4. “The book you are reading is my story,” Macdonald writes. “It is not a biography of Terence Hanbury White. But White is a part of my story all the same. I have to write about him because he was there” (p. 38). What does Macdonald mean? How does understanding White’s life inform her own journey? How does our understanding of White’s book help us understand her own? Also, Macdonald cuts between her attempts to train Mabel with T. H. White’s attempts to train his goshawk. What are the similarities and differences in their training routines?

5. Macdonald writes, “What we see in the lives of animals are lessons we’ve learned from the world” (p. 60). Through closely observing her hawk’s life, what lessons does Helen ultimately learn from the world?

6. When Macdonald first trains her hawk to become accustomed to her presence, she explains that “making yourself disappear is the greatest skill in the world” (p. 68). Later, Macdonald says about being thrilled that her hawk has forgotten she’s there because it’s a sign of acceptance: “But there was a deeper, darker thrill. It was that I had been forgotten” (p. 73). Why does this excite Macdonald?

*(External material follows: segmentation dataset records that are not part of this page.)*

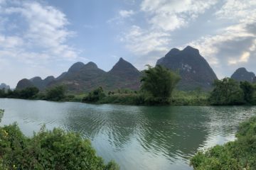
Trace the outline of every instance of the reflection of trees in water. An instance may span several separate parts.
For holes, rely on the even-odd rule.
[[[218,106],[206,107],[210,116],[207,126],[212,135],[235,135],[240,123],[255,115],[255,107]]]
[[[148,152],[187,158],[207,137],[203,123],[209,118],[199,107],[144,107],[141,112],[144,121],[138,140]]]
[[[137,139],[147,152],[186,159],[204,147],[209,136],[222,135],[223,130],[230,134],[234,125],[228,120],[240,118],[243,113],[238,113],[242,110],[252,112],[230,107],[95,106],[71,108],[64,124],[68,130],[92,140],[100,137],[97,140],[108,142],[114,149],[122,149]]]
[[[102,108],[99,109],[100,107]],[[92,140],[96,136],[101,136],[115,149],[121,149],[131,141],[136,132],[139,115],[137,110],[130,110],[132,106],[110,105],[106,109],[104,107],[107,106],[95,106],[83,111],[71,109],[72,113],[63,123],[65,128],[80,132]]]

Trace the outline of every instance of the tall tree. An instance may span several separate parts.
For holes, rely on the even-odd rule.
[[[242,104],[244,94],[239,83],[233,79],[226,77],[221,80],[215,80],[214,89],[210,93],[210,102],[213,105],[235,105]]]
[[[144,71],[141,79],[141,89],[159,101],[166,102],[180,79],[177,74],[166,67],[161,65],[151,67],[148,65],[148,69]]]
[[[242,89],[244,93],[244,99],[247,103],[252,104],[253,102],[253,95],[255,91],[253,84],[245,81],[240,81],[240,88]]]

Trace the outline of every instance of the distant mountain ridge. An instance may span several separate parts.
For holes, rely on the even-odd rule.
[[[10,86],[4,84],[4,83],[1,83],[0,84],[0,89],[6,89],[6,90],[8,90],[8,89],[10,89]]]
[[[98,68],[92,62],[86,64],[78,62],[56,79],[53,76],[48,76],[43,80],[39,76],[29,80],[24,79],[18,82],[16,89],[22,89],[33,86],[40,90],[45,90],[48,87],[61,84],[69,91],[75,93],[88,92],[98,86],[110,91],[118,89],[138,90],[140,76],[141,72],[123,58],[120,58],[109,72]]]
[[[171,49],[164,57],[157,60],[156,64],[179,73],[181,80],[178,89],[181,90],[194,90],[197,87],[209,90],[214,80],[218,79],[199,50],[191,46],[183,50]]]
[[[208,91],[212,89],[214,80],[218,79],[199,50],[191,46],[182,50],[171,49],[164,57],[158,60],[156,64],[178,72],[181,77],[178,84],[180,90],[191,91],[201,87]],[[48,76],[42,79],[35,76],[31,79],[23,79],[18,81],[16,88],[22,89],[33,86],[43,91],[46,88],[62,84],[73,93],[88,92],[98,86],[102,86],[105,91],[118,89],[138,90],[142,74],[123,58],[119,58],[109,72],[98,68],[92,62],[87,64],[78,62],[57,78]],[[239,81],[245,79],[250,82],[256,81],[254,73],[248,72],[245,68],[238,69],[231,77]]]
[[[247,81],[249,82],[255,82],[255,74],[248,72],[245,67],[240,67],[235,70],[231,75],[231,79],[238,81]]]

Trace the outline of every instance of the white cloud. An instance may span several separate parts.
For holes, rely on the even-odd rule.
[[[120,10],[118,11],[118,15],[112,18],[110,18],[107,21],[107,23],[114,23],[117,25],[124,23],[124,20],[127,18],[130,18],[131,16],[134,16],[135,12],[132,10]]]
[[[156,51],[167,52],[173,31],[187,26],[215,3],[215,0],[144,0],[140,11],[144,13],[148,26],[132,26],[124,33],[123,42],[137,55]]]
[[[147,31],[137,26],[132,26],[121,38],[121,41],[126,43],[126,47],[138,55],[146,55],[152,50],[168,50],[166,45],[169,40],[169,34],[154,30]]]
[[[132,10],[127,11],[127,10],[120,10],[119,11],[119,14],[122,18],[130,17],[134,14],[134,11]]]
[[[157,28],[174,30],[214,5],[217,1],[144,0],[141,10],[149,15],[149,23]]]
[[[30,0],[0,0],[0,61],[4,61],[1,67],[14,76],[9,82],[13,87],[23,77],[7,69],[10,63],[16,65],[16,72],[19,65],[33,67],[30,70],[33,72],[26,74],[31,75],[38,68],[55,69],[49,67],[50,63],[80,59],[80,50],[68,43],[75,33],[68,29],[67,17],[58,8]],[[1,73],[1,76],[6,77],[6,74]]]

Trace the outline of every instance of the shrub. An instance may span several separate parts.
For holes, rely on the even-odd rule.
[[[230,78],[215,80],[210,93],[210,103],[213,105],[237,105],[244,103],[244,94],[239,83]]]
[[[65,98],[65,89],[63,86],[57,86],[46,89],[46,100],[63,101]]]
[[[198,152],[191,159],[195,169],[256,169],[256,117],[240,125],[238,139]]]
[[[83,102],[97,102],[103,98],[106,95],[104,93],[103,89],[100,86],[90,92],[89,94],[82,98]]]
[[[180,79],[178,74],[161,65],[149,66],[142,78],[141,89],[149,95],[149,102],[166,103]]]
[[[89,140],[60,129],[43,128],[28,138],[13,124],[0,128],[0,164],[8,169],[119,169],[105,164]]]

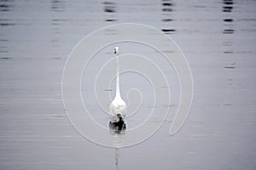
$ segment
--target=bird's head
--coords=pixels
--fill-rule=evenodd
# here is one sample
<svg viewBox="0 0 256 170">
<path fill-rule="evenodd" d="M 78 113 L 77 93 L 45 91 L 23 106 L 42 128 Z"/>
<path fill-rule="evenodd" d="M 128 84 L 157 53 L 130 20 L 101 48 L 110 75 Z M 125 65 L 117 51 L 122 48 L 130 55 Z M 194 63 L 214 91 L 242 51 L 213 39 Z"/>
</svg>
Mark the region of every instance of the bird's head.
<svg viewBox="0 0 256 170">
<path fill-rule="evenodd" d="M 114 48 L 113 50 L 114 50 L 114 54 L 119 54 L 119 47 L 115 47 L 115 48 Z"/>
</svg>

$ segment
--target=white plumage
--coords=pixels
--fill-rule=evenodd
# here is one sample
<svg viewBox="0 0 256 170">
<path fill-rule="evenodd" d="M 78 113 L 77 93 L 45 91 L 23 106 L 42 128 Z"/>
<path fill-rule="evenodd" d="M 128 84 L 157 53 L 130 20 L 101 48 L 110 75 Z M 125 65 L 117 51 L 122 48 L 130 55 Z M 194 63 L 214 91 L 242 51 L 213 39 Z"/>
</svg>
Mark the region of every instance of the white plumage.
<svg viewBox="0 0 256 170">
<path fill-rule="evenodd" d="M 117 62 L 117 75 L 116 75 L 116 90 L 115 97 L 109 105 L 109 115 L 112 122 L 119 121 L 119 116 L 125 118 L 126 114 L 126 104 L 120 95 L 119 90 L 119 48 L 114 48 L 114 54 L 116 54 Z"/>
</svg>

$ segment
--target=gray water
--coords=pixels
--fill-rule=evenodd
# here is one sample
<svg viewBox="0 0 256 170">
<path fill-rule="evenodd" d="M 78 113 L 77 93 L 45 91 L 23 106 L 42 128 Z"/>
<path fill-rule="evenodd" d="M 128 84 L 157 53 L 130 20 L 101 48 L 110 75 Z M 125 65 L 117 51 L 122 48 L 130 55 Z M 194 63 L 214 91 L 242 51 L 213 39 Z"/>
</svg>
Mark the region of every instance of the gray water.
<svg viewBox="0 0 256 170">
<path fill-rule="evenodd" d="M 0 1 L 0 169 L 256 169 L 256 2 Z M 61 75 L 75 44 L 116 23 L 179 45 L 194 78 L 183 128 L 115 150 L 71 126 Z"/>
</svg>

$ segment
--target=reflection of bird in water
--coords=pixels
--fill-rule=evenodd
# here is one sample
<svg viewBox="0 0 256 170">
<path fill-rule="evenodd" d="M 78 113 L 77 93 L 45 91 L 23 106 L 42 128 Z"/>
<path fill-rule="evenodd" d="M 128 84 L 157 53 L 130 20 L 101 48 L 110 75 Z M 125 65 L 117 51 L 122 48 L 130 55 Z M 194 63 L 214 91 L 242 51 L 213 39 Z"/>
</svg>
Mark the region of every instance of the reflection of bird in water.
<svg viewBox="0 0 256 170">
<path fill-rule="evenodd" d="M 116 91 L 113 100 L 109 105 L 109 115 L 111 116 L 111 122 L 118 122 L 119 116 L 125 117 L 126 113 L 126 104 L 123 100 L 120 95 L 119 90 L 119 48 L 114 48 L 114 54 L 116 54 L 117 62 L 117 76 L 116 76 Z"/>
</svg>

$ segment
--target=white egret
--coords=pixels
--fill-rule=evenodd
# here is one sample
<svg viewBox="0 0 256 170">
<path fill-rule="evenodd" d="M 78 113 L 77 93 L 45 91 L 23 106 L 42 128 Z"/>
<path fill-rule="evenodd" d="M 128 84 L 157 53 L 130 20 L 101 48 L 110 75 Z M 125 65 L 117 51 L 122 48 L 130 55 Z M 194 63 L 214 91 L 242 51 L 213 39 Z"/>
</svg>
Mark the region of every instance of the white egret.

7. Macdonald goes through various emotional stages training her hawk. On one particular day, within a couple hours she goes from feeling like a “beneficent figure” to “the worst falconer in the history of the world.” Ultimately, she realizes, “I have lost the ability to disappear” (p. 93). How critical was this loss at this stage of her training? How important of a turning point is this for Macdonald?

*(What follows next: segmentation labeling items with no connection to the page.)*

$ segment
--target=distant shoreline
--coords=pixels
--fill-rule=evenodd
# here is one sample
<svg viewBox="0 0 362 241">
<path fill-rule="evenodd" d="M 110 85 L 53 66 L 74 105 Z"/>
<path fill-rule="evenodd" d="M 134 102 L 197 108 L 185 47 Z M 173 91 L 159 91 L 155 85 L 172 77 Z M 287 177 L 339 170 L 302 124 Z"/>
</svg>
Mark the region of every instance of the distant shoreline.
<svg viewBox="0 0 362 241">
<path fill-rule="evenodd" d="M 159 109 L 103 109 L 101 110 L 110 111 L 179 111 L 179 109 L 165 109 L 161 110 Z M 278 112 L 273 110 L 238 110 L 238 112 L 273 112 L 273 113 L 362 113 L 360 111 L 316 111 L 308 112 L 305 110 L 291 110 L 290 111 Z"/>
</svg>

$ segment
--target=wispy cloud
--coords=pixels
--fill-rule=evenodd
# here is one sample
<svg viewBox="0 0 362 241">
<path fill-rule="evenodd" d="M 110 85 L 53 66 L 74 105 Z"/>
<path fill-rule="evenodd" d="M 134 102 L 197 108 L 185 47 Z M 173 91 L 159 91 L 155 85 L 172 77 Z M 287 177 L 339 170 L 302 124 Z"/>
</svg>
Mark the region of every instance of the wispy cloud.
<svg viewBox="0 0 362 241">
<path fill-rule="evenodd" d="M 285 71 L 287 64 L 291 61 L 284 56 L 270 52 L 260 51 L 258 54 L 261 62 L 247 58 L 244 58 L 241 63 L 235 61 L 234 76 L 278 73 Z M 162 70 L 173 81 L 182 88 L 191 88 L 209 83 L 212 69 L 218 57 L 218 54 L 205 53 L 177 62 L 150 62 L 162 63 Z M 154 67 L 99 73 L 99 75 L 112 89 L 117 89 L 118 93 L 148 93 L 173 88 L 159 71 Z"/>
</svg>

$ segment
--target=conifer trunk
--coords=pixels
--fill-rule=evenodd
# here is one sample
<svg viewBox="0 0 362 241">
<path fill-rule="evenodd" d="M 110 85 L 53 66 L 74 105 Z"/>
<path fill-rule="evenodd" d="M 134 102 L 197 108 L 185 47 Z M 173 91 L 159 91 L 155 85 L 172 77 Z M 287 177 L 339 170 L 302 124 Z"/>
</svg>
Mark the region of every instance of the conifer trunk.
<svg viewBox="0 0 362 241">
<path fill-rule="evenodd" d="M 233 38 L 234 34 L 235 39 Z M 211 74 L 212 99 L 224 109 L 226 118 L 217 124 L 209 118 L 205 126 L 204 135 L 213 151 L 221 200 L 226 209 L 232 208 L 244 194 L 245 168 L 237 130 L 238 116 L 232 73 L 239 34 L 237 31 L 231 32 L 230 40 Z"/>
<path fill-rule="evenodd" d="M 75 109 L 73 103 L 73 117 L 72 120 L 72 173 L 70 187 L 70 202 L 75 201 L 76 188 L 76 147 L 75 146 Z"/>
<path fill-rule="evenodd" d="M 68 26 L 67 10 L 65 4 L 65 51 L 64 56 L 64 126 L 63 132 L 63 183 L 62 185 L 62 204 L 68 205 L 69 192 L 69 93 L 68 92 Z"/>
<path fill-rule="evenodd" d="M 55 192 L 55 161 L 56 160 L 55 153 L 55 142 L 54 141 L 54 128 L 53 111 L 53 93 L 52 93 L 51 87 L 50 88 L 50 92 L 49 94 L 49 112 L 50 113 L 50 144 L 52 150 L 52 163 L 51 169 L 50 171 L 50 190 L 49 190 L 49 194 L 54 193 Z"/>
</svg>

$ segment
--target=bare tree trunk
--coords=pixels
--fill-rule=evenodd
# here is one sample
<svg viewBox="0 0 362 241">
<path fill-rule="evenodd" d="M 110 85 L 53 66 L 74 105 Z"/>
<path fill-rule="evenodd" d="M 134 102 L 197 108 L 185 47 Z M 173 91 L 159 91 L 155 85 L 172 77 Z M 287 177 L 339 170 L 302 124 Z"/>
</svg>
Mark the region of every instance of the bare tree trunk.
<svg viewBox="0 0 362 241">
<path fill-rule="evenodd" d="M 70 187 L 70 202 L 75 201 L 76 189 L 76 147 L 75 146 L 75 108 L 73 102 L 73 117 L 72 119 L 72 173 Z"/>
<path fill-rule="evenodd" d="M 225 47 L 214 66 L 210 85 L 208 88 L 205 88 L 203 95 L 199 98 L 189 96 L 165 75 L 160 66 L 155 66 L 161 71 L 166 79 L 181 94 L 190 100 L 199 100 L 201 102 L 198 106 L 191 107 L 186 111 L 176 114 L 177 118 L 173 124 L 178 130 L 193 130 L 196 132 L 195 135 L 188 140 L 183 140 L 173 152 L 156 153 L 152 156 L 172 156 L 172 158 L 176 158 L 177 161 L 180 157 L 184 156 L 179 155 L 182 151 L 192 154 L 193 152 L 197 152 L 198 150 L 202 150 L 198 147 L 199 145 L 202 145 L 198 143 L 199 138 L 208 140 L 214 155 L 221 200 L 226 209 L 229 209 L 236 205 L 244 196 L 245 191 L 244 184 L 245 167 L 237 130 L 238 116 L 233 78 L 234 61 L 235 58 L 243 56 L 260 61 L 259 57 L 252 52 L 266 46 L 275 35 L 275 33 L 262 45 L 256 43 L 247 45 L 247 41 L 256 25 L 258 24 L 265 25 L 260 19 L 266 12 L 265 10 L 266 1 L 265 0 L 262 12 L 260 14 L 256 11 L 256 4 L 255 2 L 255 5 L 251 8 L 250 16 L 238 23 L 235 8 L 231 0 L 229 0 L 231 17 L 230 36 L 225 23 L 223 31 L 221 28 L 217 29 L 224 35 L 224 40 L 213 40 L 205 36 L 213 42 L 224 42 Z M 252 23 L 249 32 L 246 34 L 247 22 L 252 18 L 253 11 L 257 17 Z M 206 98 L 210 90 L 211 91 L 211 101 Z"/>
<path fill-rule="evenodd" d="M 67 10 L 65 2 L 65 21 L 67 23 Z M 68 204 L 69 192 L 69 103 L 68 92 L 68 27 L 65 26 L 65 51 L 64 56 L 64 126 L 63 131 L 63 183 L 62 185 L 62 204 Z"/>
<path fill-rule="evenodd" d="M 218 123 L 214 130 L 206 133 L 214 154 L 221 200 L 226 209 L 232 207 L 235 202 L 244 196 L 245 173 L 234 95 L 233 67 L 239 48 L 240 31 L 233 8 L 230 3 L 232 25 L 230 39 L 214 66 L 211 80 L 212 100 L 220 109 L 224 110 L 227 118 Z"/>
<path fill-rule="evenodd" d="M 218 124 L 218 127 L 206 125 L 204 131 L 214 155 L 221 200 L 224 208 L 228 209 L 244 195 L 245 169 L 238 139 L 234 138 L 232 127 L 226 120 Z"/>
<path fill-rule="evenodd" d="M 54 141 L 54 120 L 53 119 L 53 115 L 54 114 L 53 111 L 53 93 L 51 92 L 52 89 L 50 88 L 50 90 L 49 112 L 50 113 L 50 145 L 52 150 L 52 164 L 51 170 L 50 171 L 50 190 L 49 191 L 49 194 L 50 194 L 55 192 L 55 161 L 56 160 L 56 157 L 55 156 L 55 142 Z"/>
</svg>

8. A big step in Macdonald’s hawk training is “walking” Mabel in public. Macdonald fears what Mabel’s encounter with people will be like: “They are things to shun, to fear, to turn from, shielding my hawk” (p. 100). Is Macdonald also shielding herself? Why or why not?

9. Macdonald writes that each picture her father took was “a record, a testament, a bulwark against forgetting, against nothingness, against death” (p. 71). Later, she looks just once at the last photo her father took before he died. “[A]n empty London street . . . a wall tipped sideways from the vertical and running into the distance; a vanishing point of sallow, stormy sky.” It is a photo that she can “never stop seeing” (p. 106). Does Macdonald’s memory of this photo serve as a bulwark against forgetting her father? Or against her father’s death?

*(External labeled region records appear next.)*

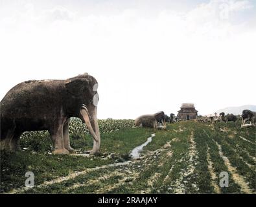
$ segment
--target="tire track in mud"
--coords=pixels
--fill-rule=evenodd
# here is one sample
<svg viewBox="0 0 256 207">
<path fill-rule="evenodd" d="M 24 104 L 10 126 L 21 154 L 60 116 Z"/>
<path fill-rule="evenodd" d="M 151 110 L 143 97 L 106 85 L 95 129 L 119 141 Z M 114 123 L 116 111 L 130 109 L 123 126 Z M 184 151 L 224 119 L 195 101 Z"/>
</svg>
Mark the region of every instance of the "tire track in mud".
<svg viewBox="0 0 256 207">
<path fill-rule="evenodd" d="M 117 171 L 113 171 L 113 172 L 111 173 L 110 174 L 104 175 L 101 177 L 96 177 L 94 179 L 87 180 L 86 180 L 86 183 L 76 182 L 71 186 L 69 186 L 66 189 L 65 189 L 65 191 L 69 191 L 71 190 L 73 190 L 78 188 L 89 186 L 97 184 L 100 181 L 104 181 L 106 180 L 108 180 L 108 179 L 110 179 L 111 177 L 115 177 L 117 175 L 122 175 L 122 176 L 124 175 L 126 175 L 126 174 L 124 173 L 119 173 L 117 174 Z"/>
<path fill-rule="evenodd" d="M 218 177 L 213 170 L 213 163 L 211 160 L 211 155 L 210 153 L 209 153 L 209 147 L 207 146 L 207 163 L 208 163 L 208 170 L 211 175 L 211 184 L 213 187 L 215 192 L 216 192 L 216 193 L 220 193 L 221 192 L 220 188 L 217 184 L 218 182 L 216 182 L 218 180 Z"/>
<path fill-rule="evenodd" d="M 227 168 L 228 171 L 231 173 L 232 178 L 235 182 L 237 183 L 241 188 L 241 191 L 243 193 L 252 193 L 253 191 L 250 188 L 248 182 L 246 182 L 244 177 L 238 173 L 236 168 L 232 166 L 232 165 L 231 164 L 228 158 L 224 156 L 221 146 L 213 139 L 213 141 L 218 146 L 218 154 L 224 161 L 225 165 Z"/>
<path fill-rule="evenodd" d="M 115 166 L 125 166 L 129 164 L 132 161 L 126 161 L 124 162 L 118 162 L 115 164 L 110 164 L 108 165 L 105 165 L 105 166 L 97 166 L 93 168 L 86 168 L 85 170 L 81 171 L 77 171 L 77 172 L 74 172 L 72 173 L 67 176 L 65 177 L 57 177 L 56 179 L 54 179 L 51 180 L 49 181 L 45 181 L 43 184 L 40 184 L 38 186 L 36 186 L 35 188 L 43 188 L 43 187 L 47 187 L 49 186 L 51 186 L 54 184 L 58 184 L 60 182 L 62 182 L 64 181 L 67 181 L 71 179 L 74 179 L 76 177 L 77 177 L 79 175 L 85 175 L 87 173 L 89 173 L 91 172 L 93 172 L 95 171 L 99 170 L 99 169 L 106 169 L 108 168 L 111 168 L 111 167 L 115 167 Z M 134 160 L 134 162 L 136 162 L 136 160 Z M 10 190 L 8 192 L 5 193 L 5 194 L 15 194 L 15 193 L 21 193 L 26 190 L 30 190 L 31 188 L 29 187 L 24 187 L 21 188 L 18 188 L 18 189 L 13 189 Z"/>
<path fill-rule="evenodd" d="M 181 157 L 178 162 L 185 162 L 187 163 L 186 168 L 181 168 L 180 173 L 180 177 L 171 182 L 170 188 L 169 189 L 173 190 L 174 193 L 183 194 L 186 193 L 186 185 L 189 183 L 189 181 L 184 180 L 184 178 L 189 177 L 193 175 L 197 162 L 196 162 L 196 158 L 198 158 L 196 151 L 196 143 L 194 139 L 194 131 L 191 131 L 191 136 L 189 137 L 190 146 L 189 147 L 189 154 L 187 159 Z M 191 186 L 194 191 L 198 191 L 199 188 L 196 183 L 192 183 L 190 182 Z"/>
<path fill-rule="evenodd" d="M 210 138 L 210 136 L 209 136 L 209 135 L 207 133 L 207 132 L 205 131 L 205 129 L 204 129 L 204 133 L 205 133 L 205 135 L 208 136 L 208 138 Z M 250 142 L 250 143 L 251 143 L 251 144 L 253 144 L 253 142 L 250 142 L 250 141 L 246 140 L 246 138 L 243 138 L 243 137 L 241 137 L 241 136 L 239 136 L 239 137 L 241 138 L 242 138 L 242 139 L 244 139 L 246 141 L 248 141 L 249 142 Z M 227 146 L 228 147 L 229 147 L 231 149 L 232 149 L 235 151 L 235 153 L 236 154 L 239 154 L 239 153 L 237 152 L 237 150 L 236 150 L 236 149 L 235 149 L 228 142 L 226 142 L 226 144 L 227 144 Z M 240 145 L 239 144 L 237 144 L 237 145 L 240 146 Z M 248 157 L 250 157 L 250 158 L 254 162 L 254 163 L 255 163 L 254 165 L 252 165 L 252 164 L 249 164 L 249 163 L 248 163 L 248 162 L 246 162 L 246 161 L 244 160 L 244 158 L 242 157 L 241 157 L 241 156 L 237 155 L 237 157 L 240 158 L 242 160 L 242 162 L 244 162 L 244 164 L 246 164 L 251 169 L 252 169 L 253 171 L 256 171 L 256 169 L 255 169 L 256 158 L 254 157 L 253 157 L 253 156 L 251 156 L 251 155 L 250 155 L 249 154 L 249 153 L 248 153 L 248 151 L 245 151 L 245 150 L 243 149 L 242 149 L 242 150 L 243 152 L 244 152 L 244 153 L 248 155 Z"/>
<path fill-rule="evenodd" d="M 252 144 L 253 145 L 255 145 L 255 143 L 253 143 L 253 142 L 251 142 L 250 140 L 248 140 L 246 139 L 244 137 L 242 137 L 242 136 L 239 136 L 239 138 L 240 138 L 243 140 L 248 142 L 250 142 L 250 143 L 251 143 L 251 144 Z"/>
<path fill-rule="evenodd" d="M 168 158 L 170 158 L 172 157 L 173 151 L 170 149 L 170 147 L 171 147 L 170 142 L 172 141 L 173 142 L 173 141 L 176 141 L 176 140 L 177 140 L 177 139 L 172 139 L 171 141 L 167 142 L 167 143 L 161 148 L 160 148 L 160 150 L 162 152 L 162 155 L 161 155 L 162 157 L 165 155 L 165 157 L 168 157 Z M 167 151 L 167 153 L 165 153 L 164 155 L 163 155 L 165 151 Z M 160 167 L 163 166 L 165 162 L 166 162 L 166 159 L 162 159 L 161 161 L 159 163 L 158 166 L 160 166 Z M 163 182 L 166 181 L 166 180 L 169 178 L 169 175 L 172 171 L 172 168 L 173 168 L 173 166 L 170 169 L 169 173 L 167 174 L 167 175 L 166 175 L 166 177 L 163 179 Z M 152 190 L 152 188 L 153 188 L 154 184 L 157 181 L 157 180 L 160 178 L 161 175 L 162 175 L 162 173 L 161 173 L 159 172 L 156 172 L 155 173 L 154 173 L 154 175 L 150 176 L 147 181 L 147 185 L 148 187 L 146 189 L 145 189 L 145 190 L 141 191 L 140 193 L 149 193 L 150 192 L 150 191 Z"/>
</svg>

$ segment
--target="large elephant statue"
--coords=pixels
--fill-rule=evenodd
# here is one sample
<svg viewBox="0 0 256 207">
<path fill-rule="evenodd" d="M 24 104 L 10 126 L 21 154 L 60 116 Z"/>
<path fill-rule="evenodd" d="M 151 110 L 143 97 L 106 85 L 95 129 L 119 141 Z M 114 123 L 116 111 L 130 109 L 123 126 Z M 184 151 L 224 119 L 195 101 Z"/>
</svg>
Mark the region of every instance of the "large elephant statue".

10. As Macdonald continues with Mabel’s training, she explains, “I felt incomplete unless the hawk was sitting on my hand: we were parts of each other. Grief and the hawk had conspired to this strangeness” (p. 135). How great a role does grief play in making Macdonald feel complete with Mabel?

11. At key points in the narrative, Macdonald is able to rely on various friends to help her through a specific emotional challenge or with Mabel’s training. How important is human friendship to Macdonald as she travels through her grief? Is it more of a challenge for her to recognize human contributions to her healing than Mabel’s? Why or why not?
you are entirely at the world’s mercy” (p. 177). What does Macdonald mean?

12. After her father’s memorial service, Macdonald thinks about her decision to “flee to the wild. It was what people did. The nature books I’d read told me so.” Macdonald realizes that this was “a beguiling but dangerous lie” that inevitably harmed Mabel. “I’d fled to become a hawk, but in my misery all I had done was turn the hawk into a mirror of me” (p. 218). How much responsibility does Macdonald bear for religiously following her nature books’ advice? Is Macdonald expressing enough empathy for her decisions? Which books is she referring to?